A couple of my friends have been asking what they should be planting and when…I am sure they are not alone in wanting garden scheduling advice.
An easy way to start is to use the following guide to divide up your seed packets according to planting times and whether they will be direct sown or grown as transplants. Although using a calendar is the easiest method to decide when to plant, soil temperature is actually a better guide to determine the best planting time.
Early Spring: (soil temperature 40-45° F) Plants that prefer colder temperatures can be planted in early March, (maybe even late February). Peas do not do well in hot weather so it is important to get them planted as early as possible. Radishes, lettuce, and spinach can be sown in successive plantings to extend harvest times until the weather gets too warm. They can be sown again in late summer or fall. Perennials such as asparagus, rhubarb, and strawberries can be planted as soon as they are available in nurseries.
Early Transplants: Some plants are better sown indoors and moved out to the garden later for better success and to extend the growing season for those crops that benefit from a longer period of warmth. Most can be started in early to mid-March, but artichoke is better sown earlier in the year. Cole crops such as broccoli, cauliflower, cabbage, kale, kohlrabi, and Brussels sprouts, prefer cooler temperatures and are best started in a cool greenhouse or a cold frame. Some herbs, such as parsley, can also be started early. I start my tomatoes and peppers in my warm house and transfer them to my greenhouse once they have germinated. If kept in the house, make sure they get plenty of light!

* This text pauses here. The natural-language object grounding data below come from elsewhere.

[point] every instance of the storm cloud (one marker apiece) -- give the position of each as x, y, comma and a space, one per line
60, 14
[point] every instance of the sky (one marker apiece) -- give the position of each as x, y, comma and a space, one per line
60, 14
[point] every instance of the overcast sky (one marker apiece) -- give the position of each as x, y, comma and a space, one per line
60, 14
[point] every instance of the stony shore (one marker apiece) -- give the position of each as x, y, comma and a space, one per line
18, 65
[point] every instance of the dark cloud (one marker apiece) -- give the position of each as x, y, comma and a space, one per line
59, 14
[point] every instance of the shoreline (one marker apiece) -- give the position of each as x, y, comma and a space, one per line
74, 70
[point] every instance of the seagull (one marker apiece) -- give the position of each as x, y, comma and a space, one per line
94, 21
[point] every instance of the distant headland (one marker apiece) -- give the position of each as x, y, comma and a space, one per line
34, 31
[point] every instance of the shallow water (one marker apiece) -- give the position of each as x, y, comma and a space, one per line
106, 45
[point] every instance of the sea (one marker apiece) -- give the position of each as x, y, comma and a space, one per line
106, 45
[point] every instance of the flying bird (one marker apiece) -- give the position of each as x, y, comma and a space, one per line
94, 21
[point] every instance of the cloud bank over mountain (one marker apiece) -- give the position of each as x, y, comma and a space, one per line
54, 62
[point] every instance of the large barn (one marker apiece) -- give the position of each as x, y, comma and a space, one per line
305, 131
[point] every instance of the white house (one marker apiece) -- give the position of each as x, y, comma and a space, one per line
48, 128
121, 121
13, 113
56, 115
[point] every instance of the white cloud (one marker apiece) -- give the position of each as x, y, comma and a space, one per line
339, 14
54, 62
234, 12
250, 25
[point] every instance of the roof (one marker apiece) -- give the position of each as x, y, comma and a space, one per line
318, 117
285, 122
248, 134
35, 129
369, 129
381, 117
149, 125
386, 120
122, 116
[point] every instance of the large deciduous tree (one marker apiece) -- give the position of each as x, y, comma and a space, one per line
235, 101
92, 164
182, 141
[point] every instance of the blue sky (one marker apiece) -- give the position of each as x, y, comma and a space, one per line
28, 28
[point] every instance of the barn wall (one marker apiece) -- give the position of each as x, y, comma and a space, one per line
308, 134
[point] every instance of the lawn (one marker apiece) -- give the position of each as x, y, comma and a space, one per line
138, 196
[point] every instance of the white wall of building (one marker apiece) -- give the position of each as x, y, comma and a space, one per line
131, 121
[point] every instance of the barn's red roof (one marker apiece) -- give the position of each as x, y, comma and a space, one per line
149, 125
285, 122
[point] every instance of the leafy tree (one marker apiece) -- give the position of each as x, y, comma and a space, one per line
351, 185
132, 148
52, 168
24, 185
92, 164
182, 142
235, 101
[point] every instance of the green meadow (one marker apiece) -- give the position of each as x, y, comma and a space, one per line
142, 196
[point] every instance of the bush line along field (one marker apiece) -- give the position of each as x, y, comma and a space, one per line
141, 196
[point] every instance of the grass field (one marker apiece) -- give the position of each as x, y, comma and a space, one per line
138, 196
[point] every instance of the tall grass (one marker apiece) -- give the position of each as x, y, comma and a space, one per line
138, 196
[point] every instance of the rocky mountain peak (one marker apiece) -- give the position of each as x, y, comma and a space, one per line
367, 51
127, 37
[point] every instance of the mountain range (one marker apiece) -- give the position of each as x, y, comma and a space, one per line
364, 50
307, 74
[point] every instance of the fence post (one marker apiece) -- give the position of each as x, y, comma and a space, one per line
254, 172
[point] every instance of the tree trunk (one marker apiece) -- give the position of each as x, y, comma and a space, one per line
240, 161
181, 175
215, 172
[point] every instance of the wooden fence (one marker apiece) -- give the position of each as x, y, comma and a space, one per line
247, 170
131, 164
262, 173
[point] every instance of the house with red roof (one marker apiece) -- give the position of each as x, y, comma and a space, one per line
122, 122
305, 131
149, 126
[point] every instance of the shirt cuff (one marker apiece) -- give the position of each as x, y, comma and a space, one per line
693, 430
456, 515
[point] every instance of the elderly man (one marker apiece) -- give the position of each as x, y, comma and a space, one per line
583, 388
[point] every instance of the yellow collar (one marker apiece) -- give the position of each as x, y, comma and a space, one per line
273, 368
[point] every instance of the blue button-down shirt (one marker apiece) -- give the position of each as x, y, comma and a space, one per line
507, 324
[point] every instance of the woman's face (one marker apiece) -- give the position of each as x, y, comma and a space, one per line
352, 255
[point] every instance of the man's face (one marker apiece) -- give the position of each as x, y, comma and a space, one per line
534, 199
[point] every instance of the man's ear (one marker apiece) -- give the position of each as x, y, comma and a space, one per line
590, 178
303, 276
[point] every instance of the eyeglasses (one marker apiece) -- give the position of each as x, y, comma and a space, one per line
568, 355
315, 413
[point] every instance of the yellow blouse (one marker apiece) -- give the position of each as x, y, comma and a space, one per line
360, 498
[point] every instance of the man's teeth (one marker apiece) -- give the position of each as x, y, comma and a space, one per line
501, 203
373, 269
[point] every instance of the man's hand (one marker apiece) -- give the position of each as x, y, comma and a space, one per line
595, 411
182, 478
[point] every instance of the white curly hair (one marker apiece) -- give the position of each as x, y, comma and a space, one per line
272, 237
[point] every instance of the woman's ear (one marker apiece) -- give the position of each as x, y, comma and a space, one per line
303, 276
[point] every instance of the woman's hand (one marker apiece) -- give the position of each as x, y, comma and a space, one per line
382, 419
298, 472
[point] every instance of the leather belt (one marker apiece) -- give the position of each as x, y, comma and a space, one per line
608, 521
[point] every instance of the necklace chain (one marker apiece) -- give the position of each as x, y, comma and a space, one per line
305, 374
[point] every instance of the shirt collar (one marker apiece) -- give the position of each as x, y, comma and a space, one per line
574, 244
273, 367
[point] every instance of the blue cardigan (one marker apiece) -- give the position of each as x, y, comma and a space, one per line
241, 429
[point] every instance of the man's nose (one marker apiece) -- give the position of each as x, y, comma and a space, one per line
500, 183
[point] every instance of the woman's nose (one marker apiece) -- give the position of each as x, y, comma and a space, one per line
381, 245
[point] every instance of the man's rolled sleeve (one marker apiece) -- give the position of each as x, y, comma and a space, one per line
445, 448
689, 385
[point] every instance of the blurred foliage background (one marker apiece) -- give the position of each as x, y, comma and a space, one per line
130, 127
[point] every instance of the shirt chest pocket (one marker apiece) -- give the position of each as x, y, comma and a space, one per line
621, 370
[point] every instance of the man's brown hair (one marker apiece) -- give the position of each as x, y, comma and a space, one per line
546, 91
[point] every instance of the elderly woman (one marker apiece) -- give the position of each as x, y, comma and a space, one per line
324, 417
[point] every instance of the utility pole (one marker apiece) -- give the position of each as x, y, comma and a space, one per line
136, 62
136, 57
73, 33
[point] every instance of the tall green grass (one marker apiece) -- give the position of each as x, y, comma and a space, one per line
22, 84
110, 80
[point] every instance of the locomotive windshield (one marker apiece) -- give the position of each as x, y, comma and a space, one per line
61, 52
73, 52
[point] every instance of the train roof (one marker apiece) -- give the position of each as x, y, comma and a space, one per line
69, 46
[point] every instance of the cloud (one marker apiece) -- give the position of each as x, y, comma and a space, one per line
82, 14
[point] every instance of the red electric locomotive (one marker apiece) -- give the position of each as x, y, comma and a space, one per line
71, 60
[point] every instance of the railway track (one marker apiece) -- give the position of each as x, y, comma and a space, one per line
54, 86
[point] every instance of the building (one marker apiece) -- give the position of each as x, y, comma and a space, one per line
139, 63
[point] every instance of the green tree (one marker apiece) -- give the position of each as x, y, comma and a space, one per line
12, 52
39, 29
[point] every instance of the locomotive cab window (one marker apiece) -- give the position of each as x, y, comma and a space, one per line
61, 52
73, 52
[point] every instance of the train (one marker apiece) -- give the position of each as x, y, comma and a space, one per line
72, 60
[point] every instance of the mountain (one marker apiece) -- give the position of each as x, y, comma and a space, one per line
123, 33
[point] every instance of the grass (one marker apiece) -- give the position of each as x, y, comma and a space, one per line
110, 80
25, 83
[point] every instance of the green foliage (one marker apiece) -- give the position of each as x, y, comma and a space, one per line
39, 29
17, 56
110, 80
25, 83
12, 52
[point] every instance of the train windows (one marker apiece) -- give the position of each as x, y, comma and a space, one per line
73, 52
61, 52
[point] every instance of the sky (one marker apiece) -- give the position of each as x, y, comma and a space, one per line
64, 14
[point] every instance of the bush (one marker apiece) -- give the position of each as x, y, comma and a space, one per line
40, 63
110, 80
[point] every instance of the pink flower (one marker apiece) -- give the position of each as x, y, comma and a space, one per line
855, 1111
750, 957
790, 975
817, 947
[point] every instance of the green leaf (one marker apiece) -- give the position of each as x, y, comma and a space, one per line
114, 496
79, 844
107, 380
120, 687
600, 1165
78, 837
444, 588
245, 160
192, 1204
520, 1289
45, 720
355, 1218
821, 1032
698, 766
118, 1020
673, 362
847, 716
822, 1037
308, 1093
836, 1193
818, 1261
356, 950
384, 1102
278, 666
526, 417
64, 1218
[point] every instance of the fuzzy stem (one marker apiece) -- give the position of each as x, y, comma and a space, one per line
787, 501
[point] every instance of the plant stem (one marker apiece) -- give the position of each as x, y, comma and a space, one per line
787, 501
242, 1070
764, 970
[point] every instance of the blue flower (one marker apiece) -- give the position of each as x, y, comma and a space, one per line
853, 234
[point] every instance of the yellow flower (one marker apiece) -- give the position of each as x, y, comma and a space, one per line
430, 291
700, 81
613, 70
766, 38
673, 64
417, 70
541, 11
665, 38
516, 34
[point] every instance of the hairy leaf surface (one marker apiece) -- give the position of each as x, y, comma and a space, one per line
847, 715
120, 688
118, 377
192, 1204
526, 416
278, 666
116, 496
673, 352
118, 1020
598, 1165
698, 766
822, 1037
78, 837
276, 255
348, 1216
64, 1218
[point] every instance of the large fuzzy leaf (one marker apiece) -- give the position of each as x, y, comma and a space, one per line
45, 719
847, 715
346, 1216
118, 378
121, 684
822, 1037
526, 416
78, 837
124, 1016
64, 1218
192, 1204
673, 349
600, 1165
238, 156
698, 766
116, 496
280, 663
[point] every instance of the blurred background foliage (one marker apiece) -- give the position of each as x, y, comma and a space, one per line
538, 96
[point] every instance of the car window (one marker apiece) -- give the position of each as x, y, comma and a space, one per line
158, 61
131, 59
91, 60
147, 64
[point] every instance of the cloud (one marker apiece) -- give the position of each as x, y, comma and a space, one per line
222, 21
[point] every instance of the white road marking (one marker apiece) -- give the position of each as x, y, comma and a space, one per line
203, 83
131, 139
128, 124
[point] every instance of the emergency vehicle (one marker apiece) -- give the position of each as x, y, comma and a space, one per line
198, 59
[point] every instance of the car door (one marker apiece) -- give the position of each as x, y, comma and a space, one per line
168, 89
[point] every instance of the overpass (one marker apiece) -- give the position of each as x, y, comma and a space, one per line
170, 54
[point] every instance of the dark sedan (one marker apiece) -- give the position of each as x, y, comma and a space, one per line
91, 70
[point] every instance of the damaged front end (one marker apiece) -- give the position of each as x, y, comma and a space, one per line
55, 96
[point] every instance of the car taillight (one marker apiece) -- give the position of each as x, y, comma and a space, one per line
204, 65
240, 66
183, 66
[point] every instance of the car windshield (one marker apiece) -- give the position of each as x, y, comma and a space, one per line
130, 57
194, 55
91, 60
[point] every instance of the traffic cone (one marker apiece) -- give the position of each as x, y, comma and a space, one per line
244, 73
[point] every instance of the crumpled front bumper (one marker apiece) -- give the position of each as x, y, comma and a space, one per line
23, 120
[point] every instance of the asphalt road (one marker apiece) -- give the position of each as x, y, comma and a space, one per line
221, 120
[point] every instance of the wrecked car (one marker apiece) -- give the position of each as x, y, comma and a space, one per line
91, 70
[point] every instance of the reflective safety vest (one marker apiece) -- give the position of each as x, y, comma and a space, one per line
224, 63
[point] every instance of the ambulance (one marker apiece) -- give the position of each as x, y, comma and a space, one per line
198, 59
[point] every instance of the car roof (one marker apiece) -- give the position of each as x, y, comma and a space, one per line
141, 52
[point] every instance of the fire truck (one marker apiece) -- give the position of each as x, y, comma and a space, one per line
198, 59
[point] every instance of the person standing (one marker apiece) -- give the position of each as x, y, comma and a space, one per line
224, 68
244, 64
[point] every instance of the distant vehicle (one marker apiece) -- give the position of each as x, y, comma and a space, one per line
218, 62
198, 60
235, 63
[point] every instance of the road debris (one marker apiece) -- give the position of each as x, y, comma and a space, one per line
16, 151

If you haven’t started any transplants, you can buy starts at a nursery. The advantage of buying seeds and growing your own is that you can grow different varieties—I especially like seed mixes: my favorites include a hot pepper mix, a broccoli mix, and a lettuce or “mesclun, “(salad greens) mix. The disadvantage is that you end up with more plants than you can use. I often give extras to friends. You may even be able to plan with a friend and decide to grow certain plants to share with each other!
Mid-Spring: (soil temperature 45-55° F) Early April is a good time to sow many root crops such as carrots, beets, turnips and parsnips. You can also direct-sow the cole crops. Plant seed potatoes in a raised bed with new soil to avoid wireworm infestation. Onion starts should also be available at feed stores and nurseries.
Late Transplants: I like to give my cucumbers, pumpkins and squashes (including zucchini) a head start by starting them in mid-April. Basil can be sown at this time too.
The “average last killing frost” for the Puget Sound region is between April 1st – 15th. This is when it is considered safe to plant most transplants outside. But you may want to wait until the weather is warmer for your tomatoes, peppers and basil.
Late Spring: (soil temperature > 60° F) Corn, beans, gourds, and sunflowers need warm temperatures to germinate. A soil thermometer can help you to decide whether you can plant earlier than mid-May. If you didn’t start squashes earlier, you can also direct-sow them at this time.
For a more comprehensive guide, Seattle Tilth’s “The Maritime Northwest Garden Guide,” tells you month by month what can be planted outside, in a cold frame or inside, including flowers and herbs!